A bug in the linux kernel caused leap seconds to be improperly implemented. When a leap second was set it caused a 1 second mismatch between CLOCK_REALTIME and TIMER_ABSTIME. This meant that whenever a call was made to sleep that was less than a second then an interrupt would be called immediately without waiting/sleeping the proper amount of time. This lead to any code that had loops with sleep calls having load spikes due to the immediate return of the sleep calls causing application to use a large amount of processing power until clock_was_set was called. Because of the nature of this bug it would be very hard to mitigate the blast radius in any meaningful way. The best way to ensure that this doesnt happen in the future would be to place less trust in the OS that programs are running on and verify behavior of OS functionality.
Reflect on your personal experience. What are some of the ways that your team keeps services healthy and responsive? How do you test services? How do you react quickly to an unhealthy service?

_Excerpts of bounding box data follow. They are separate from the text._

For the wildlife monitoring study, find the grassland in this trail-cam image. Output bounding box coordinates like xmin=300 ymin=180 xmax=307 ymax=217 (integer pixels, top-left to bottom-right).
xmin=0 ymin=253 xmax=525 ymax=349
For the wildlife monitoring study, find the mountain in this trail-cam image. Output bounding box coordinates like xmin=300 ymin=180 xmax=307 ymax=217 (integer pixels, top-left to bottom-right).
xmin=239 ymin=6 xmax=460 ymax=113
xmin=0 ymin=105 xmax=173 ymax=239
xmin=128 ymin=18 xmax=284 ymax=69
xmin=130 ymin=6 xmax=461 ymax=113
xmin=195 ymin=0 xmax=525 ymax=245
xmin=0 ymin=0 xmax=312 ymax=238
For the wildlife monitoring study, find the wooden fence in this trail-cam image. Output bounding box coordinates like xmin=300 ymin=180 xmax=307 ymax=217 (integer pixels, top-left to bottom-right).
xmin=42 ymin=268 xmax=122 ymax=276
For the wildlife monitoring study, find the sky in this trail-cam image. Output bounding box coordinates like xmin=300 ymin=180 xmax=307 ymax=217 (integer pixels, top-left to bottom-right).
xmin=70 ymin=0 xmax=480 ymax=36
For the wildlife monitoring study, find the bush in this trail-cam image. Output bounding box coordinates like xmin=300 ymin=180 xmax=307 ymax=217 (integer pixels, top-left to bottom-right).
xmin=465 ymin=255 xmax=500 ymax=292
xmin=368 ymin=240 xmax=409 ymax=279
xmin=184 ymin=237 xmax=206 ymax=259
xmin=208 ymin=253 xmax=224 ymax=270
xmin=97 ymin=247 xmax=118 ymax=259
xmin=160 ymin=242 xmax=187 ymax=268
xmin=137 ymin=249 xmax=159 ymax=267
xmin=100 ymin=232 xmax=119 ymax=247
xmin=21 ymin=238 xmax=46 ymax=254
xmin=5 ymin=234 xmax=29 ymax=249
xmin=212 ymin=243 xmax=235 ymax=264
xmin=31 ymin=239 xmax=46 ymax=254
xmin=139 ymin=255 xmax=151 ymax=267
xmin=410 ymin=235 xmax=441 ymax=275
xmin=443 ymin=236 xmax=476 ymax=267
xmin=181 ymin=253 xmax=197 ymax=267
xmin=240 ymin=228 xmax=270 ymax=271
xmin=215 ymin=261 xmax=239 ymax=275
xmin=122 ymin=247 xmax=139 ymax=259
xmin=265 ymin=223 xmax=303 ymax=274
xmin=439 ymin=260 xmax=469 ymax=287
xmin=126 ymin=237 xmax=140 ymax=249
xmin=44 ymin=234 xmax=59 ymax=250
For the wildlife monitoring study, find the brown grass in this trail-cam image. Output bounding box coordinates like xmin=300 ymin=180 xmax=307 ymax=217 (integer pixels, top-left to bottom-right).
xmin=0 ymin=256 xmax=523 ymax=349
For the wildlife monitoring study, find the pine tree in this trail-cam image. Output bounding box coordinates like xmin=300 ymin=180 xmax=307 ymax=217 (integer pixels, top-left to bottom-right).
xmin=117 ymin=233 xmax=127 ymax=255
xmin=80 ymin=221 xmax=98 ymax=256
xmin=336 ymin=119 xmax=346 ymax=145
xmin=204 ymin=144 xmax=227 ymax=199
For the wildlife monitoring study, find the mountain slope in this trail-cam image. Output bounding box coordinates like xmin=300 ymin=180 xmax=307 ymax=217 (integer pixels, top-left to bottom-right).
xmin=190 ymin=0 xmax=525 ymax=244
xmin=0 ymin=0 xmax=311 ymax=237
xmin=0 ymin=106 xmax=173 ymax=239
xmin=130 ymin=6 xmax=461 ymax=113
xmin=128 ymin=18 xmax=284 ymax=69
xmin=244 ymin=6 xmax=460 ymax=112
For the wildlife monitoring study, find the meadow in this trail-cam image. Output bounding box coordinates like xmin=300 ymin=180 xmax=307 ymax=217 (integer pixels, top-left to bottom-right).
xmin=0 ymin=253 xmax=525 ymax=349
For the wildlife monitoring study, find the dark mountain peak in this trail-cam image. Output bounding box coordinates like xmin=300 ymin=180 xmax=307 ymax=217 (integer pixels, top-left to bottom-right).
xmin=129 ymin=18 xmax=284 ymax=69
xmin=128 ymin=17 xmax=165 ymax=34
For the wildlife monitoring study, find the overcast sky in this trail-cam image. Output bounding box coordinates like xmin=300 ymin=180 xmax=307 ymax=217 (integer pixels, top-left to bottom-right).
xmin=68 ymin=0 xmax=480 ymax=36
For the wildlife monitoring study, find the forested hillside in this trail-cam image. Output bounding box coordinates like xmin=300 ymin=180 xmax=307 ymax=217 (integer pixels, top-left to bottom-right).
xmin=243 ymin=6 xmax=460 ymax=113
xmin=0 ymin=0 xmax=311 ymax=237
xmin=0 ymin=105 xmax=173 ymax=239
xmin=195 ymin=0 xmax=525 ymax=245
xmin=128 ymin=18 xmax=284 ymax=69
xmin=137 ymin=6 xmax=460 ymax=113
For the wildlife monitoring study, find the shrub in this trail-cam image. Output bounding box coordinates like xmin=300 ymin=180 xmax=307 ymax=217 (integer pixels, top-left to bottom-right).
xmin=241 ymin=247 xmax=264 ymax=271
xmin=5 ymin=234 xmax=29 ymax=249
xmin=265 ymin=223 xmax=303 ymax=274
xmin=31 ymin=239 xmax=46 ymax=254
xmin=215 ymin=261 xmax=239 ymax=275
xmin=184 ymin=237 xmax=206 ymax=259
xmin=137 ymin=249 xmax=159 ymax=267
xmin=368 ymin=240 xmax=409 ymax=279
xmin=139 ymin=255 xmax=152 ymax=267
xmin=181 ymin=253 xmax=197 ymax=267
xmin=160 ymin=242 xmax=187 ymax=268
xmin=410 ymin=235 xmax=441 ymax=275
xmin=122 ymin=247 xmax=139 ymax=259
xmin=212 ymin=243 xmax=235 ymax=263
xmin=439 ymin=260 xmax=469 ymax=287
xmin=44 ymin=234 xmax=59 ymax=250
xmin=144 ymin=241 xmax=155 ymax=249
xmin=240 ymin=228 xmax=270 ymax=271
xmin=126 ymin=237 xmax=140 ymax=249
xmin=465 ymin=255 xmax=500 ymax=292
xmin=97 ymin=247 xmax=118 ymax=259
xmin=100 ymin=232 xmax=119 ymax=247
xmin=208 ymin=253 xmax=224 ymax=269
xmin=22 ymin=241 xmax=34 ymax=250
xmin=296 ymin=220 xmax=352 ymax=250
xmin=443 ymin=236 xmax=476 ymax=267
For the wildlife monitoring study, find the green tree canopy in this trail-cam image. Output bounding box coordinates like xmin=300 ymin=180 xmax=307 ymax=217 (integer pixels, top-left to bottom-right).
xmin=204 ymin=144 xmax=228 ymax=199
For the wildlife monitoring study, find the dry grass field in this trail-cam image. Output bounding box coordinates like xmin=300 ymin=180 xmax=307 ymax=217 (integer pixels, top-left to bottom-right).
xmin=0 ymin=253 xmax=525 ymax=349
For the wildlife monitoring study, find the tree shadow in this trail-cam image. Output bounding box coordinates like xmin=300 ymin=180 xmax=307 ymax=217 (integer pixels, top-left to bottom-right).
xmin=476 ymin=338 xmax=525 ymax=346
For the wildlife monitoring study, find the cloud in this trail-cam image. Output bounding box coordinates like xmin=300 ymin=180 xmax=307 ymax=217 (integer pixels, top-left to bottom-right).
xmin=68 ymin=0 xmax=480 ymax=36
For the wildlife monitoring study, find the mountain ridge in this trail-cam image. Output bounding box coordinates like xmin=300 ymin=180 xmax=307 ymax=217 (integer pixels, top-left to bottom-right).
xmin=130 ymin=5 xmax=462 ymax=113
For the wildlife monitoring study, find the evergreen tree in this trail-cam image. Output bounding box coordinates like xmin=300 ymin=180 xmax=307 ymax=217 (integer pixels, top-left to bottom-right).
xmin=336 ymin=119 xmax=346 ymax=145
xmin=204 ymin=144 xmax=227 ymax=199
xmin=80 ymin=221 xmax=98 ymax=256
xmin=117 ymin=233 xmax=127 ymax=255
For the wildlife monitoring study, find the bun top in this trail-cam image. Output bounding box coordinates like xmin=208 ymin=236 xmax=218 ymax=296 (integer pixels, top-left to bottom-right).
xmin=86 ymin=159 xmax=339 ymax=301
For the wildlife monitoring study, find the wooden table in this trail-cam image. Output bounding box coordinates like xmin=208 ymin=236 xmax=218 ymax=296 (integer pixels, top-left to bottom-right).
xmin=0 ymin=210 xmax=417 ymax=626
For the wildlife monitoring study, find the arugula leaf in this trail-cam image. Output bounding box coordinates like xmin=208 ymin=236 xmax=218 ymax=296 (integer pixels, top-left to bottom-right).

As a relatively new engineer I dont have a lot of experience keeping services healthy and responsive, however within this time I have experienced how to test services to ensure that most behavior is verified before it ever reaches a customer. One way that I have done this is to run end to end tests, Unit tests, and integration tests on services to see how they would behave in the many scenarios that a customer might get the application into. I also dont have any experience reacting to unhealthy services, but I imagine if an unhealthy service were to occur my number one priority would be to figure out what is causing the service to be unhealthy as quickly as possible so a fix could be pushed out ASAP.